指導に関しては指導大綱、指導大綱実施要領等に定められている。

指導の種類

集団指導

集団指導は、保険診療の取扱い、診療報酬請求事務、診療報酬の改定内容 、過去の指導事 例等について 、講習、講演等の方法で行う。

厚労省より文書(郵送)で通知が来るので、来たら参加すればよい。


集団的個別指導

指導は、原則として少数の診療報酬明細書に基づき、個別に簡便な面接懇談方式により行う。指導の際には、翌年度においても高点数保険医療機関等に該当した場合は、翌々年度における個別指導の対象となることを伝える。


個別指導(都道府県個別指導、共同指導、特定共同指導、新規個別指導)

指導は、原則として指導月以前の連続した2カ月分の診療報酬明細書に基づき、関係書類等を閲覧し、面接懇談方式により行う。

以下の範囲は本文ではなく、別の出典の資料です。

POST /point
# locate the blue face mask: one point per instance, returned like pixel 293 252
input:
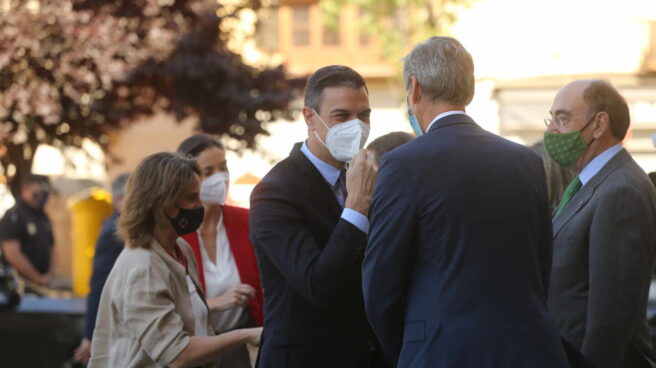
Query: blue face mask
pixel 414 123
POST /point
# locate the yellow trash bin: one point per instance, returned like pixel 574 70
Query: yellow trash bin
pixel 88 211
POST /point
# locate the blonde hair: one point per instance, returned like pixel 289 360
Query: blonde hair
pixel 156 184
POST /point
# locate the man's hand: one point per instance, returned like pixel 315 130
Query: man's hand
pixel 360 181
pixel 236 296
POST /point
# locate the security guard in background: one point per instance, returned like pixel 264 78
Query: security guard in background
pixel 26 238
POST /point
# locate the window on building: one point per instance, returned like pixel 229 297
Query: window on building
pixel 266 35
pixel 365 36
pixel 301 25
pixel 331 34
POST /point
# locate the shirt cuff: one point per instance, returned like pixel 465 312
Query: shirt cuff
pixel 357 219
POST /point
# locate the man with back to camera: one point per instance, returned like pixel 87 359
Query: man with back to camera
pixel 604 234
pixel 26 232
pixel 309 227
pixel 457 267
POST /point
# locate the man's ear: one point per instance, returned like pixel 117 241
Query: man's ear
pixel 602 124
pixel 415 90
pixel 308 113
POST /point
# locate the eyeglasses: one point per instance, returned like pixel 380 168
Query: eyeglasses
pixel 561 120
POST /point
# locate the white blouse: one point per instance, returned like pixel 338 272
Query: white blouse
pixel 220 275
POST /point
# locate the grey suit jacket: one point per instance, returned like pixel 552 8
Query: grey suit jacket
pixel 603 258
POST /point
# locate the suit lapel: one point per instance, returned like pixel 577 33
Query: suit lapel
pixel 581 198
pixel 319 191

共同指導、特定共同指導は薬局内での業務も監査され、その後指導。

都道府県個別指導は厚生局+都道府県、共同・特定共同は厚労省+厚生局+都道府県によって行われる。


対象となる薬局の選定方法

集団指導

次の選定基準に基づいて選定する。

(1)新規指定の保険医療機関等については、概ね1年以内にすべてを対象として実施する。 (2)診療報酬の改定時における指導、保険医療機関等の指定更新時における指導 、臨床研修指定病院等の指導、保険医等の新規登録時における指導等については、指導の目的、内 容を勘案して選定する。


集団的個別指導

保険医療機関等の機能、診療科等を考慮した上で診療報酬明細書(調剤報酬明細書を含む。以下同じ。)の1件当たりの平均点数が高い保険医療機関等※(ただし、取扱件数の少ない保険医療機関等は除く。以下「高点数保険医療機関等」という。)について1件当たりの平均点数が高い順に選定する。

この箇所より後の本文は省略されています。